All in all, The Godfather Part III is flawed, but it’s not completely disposable. It contains a great ending for one of the most beloved movie characters of all time. To see Michael’s success as a Don come at the expense of his family is enthralling and amazing, and it all unfolds in Part III. Watch the 1990 version or even the Coda, but don’t cheat yourself out of the full ending. Sure it may be a little messy, but much like Michael Corleone himself, it’s an iconic one! 


3 thoughts on “Defending Part of The Godfather Part 3

  1. Great piece, Emily. While it is undoubtedly the weakest part of the trilogy in terms of story and the loss of Tom, it has much to enjoy despite that. The best thing about the film is that incredible and heart-wrenching performance from Al, depicting Michael wrestling internally with guilt and remorse. It’s also nice to see Talia Shire’s Connie get more to do and become a dominant figure in the family. Andy Garcia’s terrific too. The vitriol that Sophia was subjected to for her work in this is appalling.

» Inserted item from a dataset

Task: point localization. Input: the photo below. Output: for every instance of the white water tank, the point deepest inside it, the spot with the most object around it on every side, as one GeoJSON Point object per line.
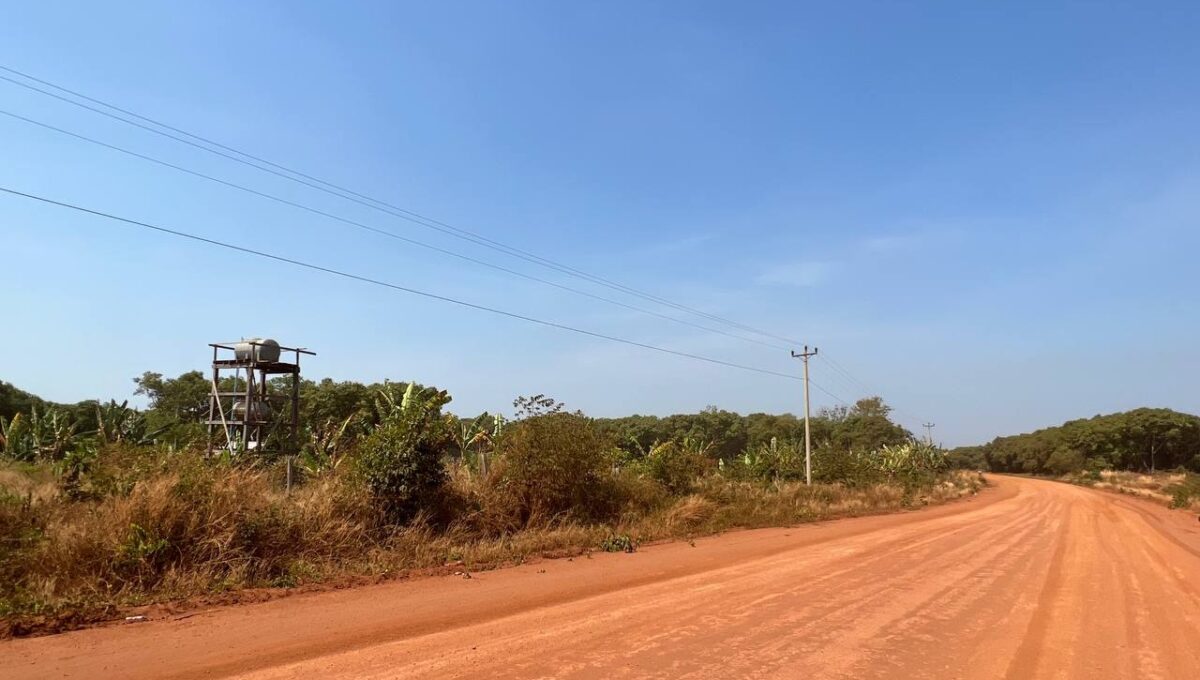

    The ending on the opera steps is one of the most powerful and moving moments in all of cinema for me. Personally I prefer the original cut over Coda precisely because of the dance montage. It serves to remind us that it is the Corleone women who have paid the heaviest price over the centuries for the actions of their menfolk, and it reminds us of the happiness that could and should have been if only Michael not been born into that particular family and ended up as Don.